Only Compute What You Use#

In MLX you do not need to worry as much about computing outputs that are never used. For example:

def fun(x):
    a = fun1(x)
    b = expensive_fun(a)
    return a, b

y, _ = fun(x)

Here, we never actually compute the output of expensive_fun. Use this pattern with care though, as the graph of expensive_fun is still built, and that has some cost associated to it.

Similarly, lazy evaluation can be beneficial for saving memory while keeping code simple. Say you have a very large model Model derived from mlx.nn.Module. You can instantiate this model with model = Model(). Typically, this will initialize all of the weights as float32, but the initialization does not actually compute anything until you perform an eval(). If you update the model with float16 weights, your maximum consumed memory will be half that required if eager computation was used instead.

This pattern is simple to do in MLX thanks to lazy computation:

model = Model() # no memory used yet
model.load_weights("weights_fp16.safetensors")

When to Evaluate#

A common question is when to use eval(). The trade-off is between letting graphs get too large and not batching enough useful work.

For example:

for _ in range(100):
     a = a + b
     mx.eval(a)
     b = b * 2
     mx.eval(b)

This is a bad idea because there is some fixed overhead with each graph evaluation. On the other hand, there is some slight overhead which grows with the compute graph size, so extremely large graphs (while computationally correct) can be costly.

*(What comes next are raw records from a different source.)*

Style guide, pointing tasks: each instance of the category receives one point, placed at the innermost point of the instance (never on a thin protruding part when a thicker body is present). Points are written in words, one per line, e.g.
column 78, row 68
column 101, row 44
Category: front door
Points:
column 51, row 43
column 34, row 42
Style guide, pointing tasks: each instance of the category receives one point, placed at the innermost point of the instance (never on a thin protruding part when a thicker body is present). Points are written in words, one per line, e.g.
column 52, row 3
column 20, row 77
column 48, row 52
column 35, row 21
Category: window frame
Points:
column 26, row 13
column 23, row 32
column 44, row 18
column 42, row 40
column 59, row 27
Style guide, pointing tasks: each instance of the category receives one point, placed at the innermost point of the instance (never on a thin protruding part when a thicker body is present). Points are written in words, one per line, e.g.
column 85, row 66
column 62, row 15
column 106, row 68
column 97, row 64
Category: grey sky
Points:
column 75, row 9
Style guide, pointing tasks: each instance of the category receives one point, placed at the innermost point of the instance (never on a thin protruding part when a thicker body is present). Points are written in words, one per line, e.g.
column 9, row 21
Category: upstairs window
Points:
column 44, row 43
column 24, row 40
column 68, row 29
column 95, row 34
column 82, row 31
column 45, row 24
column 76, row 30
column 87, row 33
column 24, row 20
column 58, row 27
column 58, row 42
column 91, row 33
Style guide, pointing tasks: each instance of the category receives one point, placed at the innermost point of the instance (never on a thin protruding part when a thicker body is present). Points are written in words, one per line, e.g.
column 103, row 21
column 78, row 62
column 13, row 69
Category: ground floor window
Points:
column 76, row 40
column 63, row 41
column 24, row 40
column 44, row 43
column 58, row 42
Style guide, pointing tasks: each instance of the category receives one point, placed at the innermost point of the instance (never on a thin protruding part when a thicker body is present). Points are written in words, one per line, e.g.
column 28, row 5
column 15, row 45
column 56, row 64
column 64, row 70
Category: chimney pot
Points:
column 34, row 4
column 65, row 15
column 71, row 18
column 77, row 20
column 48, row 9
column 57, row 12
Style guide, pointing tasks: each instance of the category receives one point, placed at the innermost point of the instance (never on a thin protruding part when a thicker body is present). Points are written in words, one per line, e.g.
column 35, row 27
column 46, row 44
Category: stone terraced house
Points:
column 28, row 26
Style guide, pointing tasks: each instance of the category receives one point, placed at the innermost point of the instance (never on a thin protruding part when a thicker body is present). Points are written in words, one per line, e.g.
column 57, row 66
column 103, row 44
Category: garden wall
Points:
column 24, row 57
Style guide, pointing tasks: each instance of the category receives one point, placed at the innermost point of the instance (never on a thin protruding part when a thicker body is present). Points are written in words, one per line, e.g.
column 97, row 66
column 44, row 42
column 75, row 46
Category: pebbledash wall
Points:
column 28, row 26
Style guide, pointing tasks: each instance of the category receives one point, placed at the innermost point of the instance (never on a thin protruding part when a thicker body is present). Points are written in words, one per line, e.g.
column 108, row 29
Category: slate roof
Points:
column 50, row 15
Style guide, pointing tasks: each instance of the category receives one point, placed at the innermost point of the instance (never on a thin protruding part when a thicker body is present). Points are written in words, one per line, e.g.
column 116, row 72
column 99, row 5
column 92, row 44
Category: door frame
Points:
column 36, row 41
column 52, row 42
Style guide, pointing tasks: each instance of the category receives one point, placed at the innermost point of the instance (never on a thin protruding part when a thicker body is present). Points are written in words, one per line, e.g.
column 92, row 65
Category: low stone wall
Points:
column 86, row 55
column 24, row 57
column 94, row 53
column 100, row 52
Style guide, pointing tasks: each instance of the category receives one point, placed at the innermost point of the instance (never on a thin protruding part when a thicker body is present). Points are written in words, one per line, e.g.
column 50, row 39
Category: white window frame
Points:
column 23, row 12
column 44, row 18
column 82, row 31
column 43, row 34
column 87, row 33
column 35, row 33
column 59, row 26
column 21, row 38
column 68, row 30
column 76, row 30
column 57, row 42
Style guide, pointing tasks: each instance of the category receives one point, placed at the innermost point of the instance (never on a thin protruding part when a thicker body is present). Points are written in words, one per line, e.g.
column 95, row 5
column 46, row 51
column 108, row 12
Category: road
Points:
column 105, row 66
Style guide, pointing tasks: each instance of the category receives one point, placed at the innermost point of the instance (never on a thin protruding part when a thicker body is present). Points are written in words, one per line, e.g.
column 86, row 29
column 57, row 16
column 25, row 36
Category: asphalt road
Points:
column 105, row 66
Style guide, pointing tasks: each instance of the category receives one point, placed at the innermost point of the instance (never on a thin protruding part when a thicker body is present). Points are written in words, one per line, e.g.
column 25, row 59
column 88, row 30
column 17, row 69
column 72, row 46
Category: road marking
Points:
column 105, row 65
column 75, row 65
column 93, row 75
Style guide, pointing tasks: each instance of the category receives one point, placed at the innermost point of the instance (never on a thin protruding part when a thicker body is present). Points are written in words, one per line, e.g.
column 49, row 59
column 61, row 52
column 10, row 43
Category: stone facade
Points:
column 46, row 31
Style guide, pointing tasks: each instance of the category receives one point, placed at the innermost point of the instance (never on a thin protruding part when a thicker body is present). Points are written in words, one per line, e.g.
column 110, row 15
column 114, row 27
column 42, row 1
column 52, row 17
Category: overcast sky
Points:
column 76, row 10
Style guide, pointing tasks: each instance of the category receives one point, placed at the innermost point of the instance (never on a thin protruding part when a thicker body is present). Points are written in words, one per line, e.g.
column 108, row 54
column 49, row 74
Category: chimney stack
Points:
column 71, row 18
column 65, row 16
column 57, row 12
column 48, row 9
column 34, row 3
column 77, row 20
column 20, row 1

Luckily, a wide range of compute graph sizes work pretty well with MLX: anything from a few tens of operations to many thousands of operations per evaluation should be okay.

Most numerical computations have an iterative outer loop (e.g. the iteration in stochastic gradient descent). A natural and usually efficient place to use eval() is at each iteration of this outer loop.

Here is a concrete example:

for batch in dataset:

    # Nothing has been evaluated yet
    loss, grad = value_and_grad_fn(model, batch)

    # Still nothing has been evaluated
    optimizer.update(model, grad)

    # Evaluate the loss and the new parameters which will
    # run the full gradient computation and optimizer update
    mx.eval(loss, model.parameters())

An important behavior to be aware of is when the graph will be implicitly evaluated. Anytime you print an array, convert it to an numpy.ndarray, or otherwise access its memory via memoryview, the graph will be evaluated. Saving arrays via save() (or any other MLX saving functions) will also evaluate the array.

Calling array.item() on a scalar array will also evaluate it. In the example above, printing the loss (print(loss)) or adding the loss scalar to a list (losses.append(loss.item())) would cause a graph evaluation. If these lines are before mx.eval(loss, model.parameters()) then this will be a partial evaluation, computing only the forward pass.

Also, calling eval() on an array or set of arrays multiple times is perfectly fine. This is effectively a no-op.

Warning

Using scalar arrays for control-flow will cause an evaluation.

Here is an example:

def fun(x):
    h, y = first_layer(x)
    if y > 0:  # An evaluation is done here!
        z  = second_layer_a(h)
    else:
        z  = second_layer_b(h)
    return z

Using arrays for control flow should be done with care. The above example works and can even be used with gradient transformations. However, this can be very inefficient if evaluations are done too frequently.